Хотя поступки сих воспитанников я и отношу к детским шалостям, могущим иногда быть принятыми в снисхождение по уважению к неумышленности и молодости, но как вышеозначенные три случая заключают неповиновение подчиненного к начальнику, которое всегда должно быть наказываемо строго и всегда, сколь можно, гласно, то предписываю: кадета Я. наказать еще, при собрании корпуса, 50 ударами, кадетов 2-го кадетского корпуса, во 2-м пункте поименованных, не отпускать со двора впредь до разрешения моего или по случаю отъезда моего, имеющего исправлять мою должность; кадета С., как уже назначенного к выпуску в офицеры, отставить от оного до будущего представления. Приказ сей прочитать во всех ротах воспитанникам подведомственных мне военно-учебных заведений».
«Воспоминания московского кадета. 1833–1834»
Русский архив, 1880, т. 1, стр. 466–9.
Полковой командир николаевского времени
Первое понятие о действительной фронтовой службе я получил гораздо ранее поступления в полк. Первое впечатление было очень неприятное. Я был еще ребенком, когда мне пришлось увидеть на практике самую грубую, безотрадную форму телесного наказания в войсках — так называемую «зубочистку» — по мягкому офицерскому выражению. (Солдаты говорили: «зуботычина». Это проще и прямее.)

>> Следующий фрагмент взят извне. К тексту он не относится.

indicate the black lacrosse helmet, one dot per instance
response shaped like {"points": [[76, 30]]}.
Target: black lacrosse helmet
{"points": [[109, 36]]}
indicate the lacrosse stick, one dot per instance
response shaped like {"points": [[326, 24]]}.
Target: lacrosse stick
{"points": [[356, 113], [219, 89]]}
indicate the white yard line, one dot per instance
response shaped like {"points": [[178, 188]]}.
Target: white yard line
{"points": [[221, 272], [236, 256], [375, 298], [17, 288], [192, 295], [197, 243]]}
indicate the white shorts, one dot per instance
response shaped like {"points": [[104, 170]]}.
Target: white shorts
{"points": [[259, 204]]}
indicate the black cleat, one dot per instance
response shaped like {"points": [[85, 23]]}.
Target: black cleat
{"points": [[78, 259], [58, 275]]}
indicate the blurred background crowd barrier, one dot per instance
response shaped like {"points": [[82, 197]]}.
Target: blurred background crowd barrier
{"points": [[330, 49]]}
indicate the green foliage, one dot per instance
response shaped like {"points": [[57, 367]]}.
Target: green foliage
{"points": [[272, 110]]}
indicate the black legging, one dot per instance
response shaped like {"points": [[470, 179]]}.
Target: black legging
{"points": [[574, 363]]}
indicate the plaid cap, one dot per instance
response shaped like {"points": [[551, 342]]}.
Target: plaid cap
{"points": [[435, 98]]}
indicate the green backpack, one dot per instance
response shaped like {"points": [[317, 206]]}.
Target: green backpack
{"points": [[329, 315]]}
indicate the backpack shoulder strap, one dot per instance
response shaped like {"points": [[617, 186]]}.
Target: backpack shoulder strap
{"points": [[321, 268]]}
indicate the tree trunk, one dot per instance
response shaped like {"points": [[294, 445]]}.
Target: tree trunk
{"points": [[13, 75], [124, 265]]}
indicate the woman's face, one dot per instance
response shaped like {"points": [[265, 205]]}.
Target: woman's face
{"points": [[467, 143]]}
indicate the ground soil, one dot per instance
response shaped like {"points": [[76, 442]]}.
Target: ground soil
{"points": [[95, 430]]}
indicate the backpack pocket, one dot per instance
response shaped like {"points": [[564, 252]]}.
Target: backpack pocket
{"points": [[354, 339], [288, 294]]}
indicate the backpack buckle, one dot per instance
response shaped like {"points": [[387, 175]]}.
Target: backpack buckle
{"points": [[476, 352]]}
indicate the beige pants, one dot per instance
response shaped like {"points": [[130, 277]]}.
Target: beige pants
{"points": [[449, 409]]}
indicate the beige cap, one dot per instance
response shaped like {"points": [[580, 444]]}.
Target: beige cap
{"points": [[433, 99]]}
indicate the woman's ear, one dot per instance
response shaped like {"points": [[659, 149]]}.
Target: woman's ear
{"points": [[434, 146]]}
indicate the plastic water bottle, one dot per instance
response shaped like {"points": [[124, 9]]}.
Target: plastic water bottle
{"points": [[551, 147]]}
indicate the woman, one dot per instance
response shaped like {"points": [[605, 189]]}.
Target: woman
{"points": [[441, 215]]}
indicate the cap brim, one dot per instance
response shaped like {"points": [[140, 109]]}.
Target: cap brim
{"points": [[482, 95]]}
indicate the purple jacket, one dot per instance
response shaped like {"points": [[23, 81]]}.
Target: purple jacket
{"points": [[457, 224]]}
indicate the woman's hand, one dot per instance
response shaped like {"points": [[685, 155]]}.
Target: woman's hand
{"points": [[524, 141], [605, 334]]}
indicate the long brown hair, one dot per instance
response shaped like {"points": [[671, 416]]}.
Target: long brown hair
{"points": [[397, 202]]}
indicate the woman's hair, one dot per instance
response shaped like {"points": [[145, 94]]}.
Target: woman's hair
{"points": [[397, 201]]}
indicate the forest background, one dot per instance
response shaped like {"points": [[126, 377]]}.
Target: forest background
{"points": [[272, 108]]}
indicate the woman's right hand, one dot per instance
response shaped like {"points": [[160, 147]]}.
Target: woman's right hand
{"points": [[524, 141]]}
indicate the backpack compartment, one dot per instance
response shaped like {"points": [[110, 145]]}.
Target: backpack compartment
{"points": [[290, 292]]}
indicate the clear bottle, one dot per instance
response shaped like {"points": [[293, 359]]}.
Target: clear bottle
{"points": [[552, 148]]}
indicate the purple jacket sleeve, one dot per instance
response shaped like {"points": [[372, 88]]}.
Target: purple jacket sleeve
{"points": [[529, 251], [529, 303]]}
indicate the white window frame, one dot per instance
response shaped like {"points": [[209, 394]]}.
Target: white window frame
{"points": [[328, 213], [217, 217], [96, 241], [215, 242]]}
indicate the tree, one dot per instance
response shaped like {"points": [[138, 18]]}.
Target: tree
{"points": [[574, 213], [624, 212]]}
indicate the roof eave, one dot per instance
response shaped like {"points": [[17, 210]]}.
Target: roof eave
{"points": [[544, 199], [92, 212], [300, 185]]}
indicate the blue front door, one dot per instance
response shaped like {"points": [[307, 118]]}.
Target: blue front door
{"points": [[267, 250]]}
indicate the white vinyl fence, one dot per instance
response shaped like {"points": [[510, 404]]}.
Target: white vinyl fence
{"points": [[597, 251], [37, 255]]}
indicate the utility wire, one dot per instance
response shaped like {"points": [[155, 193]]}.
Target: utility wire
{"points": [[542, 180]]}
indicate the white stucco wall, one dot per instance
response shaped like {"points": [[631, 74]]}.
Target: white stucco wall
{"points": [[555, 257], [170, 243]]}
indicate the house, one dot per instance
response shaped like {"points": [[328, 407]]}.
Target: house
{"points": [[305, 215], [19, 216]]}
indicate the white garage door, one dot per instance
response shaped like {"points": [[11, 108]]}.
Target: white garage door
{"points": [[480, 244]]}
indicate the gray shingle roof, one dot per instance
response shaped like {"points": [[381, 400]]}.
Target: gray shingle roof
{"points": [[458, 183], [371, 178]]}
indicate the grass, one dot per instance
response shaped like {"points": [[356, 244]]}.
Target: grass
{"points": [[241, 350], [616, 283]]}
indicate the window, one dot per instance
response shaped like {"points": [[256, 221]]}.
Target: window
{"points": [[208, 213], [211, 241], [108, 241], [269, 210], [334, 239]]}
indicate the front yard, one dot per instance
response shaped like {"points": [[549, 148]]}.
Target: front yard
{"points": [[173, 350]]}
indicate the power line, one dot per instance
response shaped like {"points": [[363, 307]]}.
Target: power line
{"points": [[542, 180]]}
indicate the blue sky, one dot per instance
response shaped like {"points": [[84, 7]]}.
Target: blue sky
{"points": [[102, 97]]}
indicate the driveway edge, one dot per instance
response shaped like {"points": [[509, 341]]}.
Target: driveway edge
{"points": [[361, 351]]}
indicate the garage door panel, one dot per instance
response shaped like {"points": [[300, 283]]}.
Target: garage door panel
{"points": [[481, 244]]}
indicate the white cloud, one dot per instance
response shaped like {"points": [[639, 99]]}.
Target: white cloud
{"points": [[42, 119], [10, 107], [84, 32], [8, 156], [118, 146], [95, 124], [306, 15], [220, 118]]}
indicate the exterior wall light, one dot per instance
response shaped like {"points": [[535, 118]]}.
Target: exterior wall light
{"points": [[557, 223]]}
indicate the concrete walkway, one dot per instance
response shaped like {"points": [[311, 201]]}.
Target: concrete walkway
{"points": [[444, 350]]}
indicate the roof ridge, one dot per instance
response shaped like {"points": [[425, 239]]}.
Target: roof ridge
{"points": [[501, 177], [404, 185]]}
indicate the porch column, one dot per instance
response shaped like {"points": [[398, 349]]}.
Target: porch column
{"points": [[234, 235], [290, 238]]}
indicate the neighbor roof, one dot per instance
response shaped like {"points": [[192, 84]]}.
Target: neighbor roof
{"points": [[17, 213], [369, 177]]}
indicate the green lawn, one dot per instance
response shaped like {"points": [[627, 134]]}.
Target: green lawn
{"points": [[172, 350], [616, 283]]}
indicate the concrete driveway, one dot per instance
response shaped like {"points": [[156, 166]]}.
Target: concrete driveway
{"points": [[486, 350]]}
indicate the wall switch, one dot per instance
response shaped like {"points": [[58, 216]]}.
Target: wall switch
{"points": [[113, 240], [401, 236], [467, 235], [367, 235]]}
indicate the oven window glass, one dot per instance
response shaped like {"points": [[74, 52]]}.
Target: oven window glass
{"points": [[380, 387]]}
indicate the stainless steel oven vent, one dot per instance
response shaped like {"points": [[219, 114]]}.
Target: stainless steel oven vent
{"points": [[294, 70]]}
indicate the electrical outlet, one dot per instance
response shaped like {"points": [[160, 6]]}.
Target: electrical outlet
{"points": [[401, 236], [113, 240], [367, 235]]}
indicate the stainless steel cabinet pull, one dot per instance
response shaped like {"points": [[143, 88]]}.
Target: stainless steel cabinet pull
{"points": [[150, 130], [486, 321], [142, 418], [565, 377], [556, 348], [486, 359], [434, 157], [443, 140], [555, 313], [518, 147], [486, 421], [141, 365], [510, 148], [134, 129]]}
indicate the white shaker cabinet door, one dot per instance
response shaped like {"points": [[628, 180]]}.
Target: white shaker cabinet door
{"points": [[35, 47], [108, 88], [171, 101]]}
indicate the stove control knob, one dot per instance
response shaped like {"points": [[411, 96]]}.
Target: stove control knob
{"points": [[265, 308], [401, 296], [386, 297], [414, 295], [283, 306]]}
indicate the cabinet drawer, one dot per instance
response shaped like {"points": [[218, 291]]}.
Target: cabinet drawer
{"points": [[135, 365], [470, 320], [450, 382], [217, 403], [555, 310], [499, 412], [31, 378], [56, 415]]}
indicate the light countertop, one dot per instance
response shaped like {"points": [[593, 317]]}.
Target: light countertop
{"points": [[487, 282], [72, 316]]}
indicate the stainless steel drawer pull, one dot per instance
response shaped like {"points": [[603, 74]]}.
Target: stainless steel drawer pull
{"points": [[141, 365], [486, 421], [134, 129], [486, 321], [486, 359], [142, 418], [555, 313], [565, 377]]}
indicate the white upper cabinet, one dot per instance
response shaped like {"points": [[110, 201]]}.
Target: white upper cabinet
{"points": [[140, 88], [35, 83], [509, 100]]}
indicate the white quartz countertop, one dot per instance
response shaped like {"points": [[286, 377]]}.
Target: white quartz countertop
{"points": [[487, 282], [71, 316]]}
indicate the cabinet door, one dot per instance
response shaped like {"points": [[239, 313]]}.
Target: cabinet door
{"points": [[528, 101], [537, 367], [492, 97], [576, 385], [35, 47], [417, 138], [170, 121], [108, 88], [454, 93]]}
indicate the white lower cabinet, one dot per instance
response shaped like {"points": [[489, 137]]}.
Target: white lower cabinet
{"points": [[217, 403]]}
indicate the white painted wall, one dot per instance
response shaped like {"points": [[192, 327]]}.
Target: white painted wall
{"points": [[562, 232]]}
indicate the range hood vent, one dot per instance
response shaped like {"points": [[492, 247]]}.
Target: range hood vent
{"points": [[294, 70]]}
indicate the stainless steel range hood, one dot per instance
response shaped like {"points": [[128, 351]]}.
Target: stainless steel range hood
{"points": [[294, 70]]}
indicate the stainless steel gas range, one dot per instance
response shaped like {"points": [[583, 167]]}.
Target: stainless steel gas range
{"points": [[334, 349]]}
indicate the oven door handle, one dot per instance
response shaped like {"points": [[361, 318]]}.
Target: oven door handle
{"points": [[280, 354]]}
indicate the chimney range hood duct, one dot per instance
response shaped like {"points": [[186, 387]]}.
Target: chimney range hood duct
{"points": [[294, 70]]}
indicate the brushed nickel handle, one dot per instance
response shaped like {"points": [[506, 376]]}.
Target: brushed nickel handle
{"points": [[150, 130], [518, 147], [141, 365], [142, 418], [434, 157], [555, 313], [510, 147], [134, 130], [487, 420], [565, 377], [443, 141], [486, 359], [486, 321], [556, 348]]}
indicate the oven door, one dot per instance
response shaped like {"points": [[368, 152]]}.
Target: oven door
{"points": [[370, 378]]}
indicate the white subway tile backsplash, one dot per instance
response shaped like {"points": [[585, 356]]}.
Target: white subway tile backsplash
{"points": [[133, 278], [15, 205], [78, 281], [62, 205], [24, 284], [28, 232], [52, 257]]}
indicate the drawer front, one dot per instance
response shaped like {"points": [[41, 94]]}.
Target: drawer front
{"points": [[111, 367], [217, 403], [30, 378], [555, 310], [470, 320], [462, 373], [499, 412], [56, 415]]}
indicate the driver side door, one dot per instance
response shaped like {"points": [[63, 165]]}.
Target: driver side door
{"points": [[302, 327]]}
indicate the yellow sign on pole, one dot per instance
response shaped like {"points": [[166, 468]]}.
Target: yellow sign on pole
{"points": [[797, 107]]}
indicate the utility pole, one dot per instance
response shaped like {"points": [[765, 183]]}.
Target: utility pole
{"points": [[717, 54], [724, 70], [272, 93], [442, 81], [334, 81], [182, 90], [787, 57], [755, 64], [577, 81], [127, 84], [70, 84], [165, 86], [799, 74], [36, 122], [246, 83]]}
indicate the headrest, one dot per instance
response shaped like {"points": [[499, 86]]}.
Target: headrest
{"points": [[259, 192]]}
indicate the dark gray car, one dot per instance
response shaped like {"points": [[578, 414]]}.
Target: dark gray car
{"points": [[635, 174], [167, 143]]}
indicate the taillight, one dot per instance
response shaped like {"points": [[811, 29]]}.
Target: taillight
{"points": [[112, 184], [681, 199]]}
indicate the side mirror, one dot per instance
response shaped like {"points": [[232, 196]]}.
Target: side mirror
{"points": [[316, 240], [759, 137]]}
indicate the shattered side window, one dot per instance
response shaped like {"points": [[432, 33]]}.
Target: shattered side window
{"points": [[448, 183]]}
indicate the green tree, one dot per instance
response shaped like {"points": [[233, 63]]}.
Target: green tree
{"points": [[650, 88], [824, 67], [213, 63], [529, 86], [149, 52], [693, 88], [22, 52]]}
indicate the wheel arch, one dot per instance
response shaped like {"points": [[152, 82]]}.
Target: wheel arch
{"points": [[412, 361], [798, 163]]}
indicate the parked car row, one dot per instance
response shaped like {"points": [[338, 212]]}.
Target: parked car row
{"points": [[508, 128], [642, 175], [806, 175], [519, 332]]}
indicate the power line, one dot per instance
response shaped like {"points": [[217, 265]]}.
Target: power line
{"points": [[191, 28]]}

Воспоминание относится к 1844 году, то есть к первой године моего воспитания в Пажеском корпусе. В одно из воскресений развод с церемонией предстоял от Преображенского полка, и наш крохотный пажеский караульчик привели в манеж на репетицию развода. Левый фланг преображенцев стоял от нас в нескольких шагах, и к этому-то левому флангу, в конце репетиции, подлетел тогдашний Преображенский отец-командир, генерал-майор Жерков. Кулак у него был огромный, и действовал он этим кулаком очень оригинально: «костяшками» (то есть костистыми выступами оснований пальцев) генерал громил виновного по спине, по шее или по скуле, а иногда костяшки проезжали по целой шеренге и разбрасывали, подобно ядру, целый полувзвод, что и действительно случилось раз, на двенадцатирядном учении.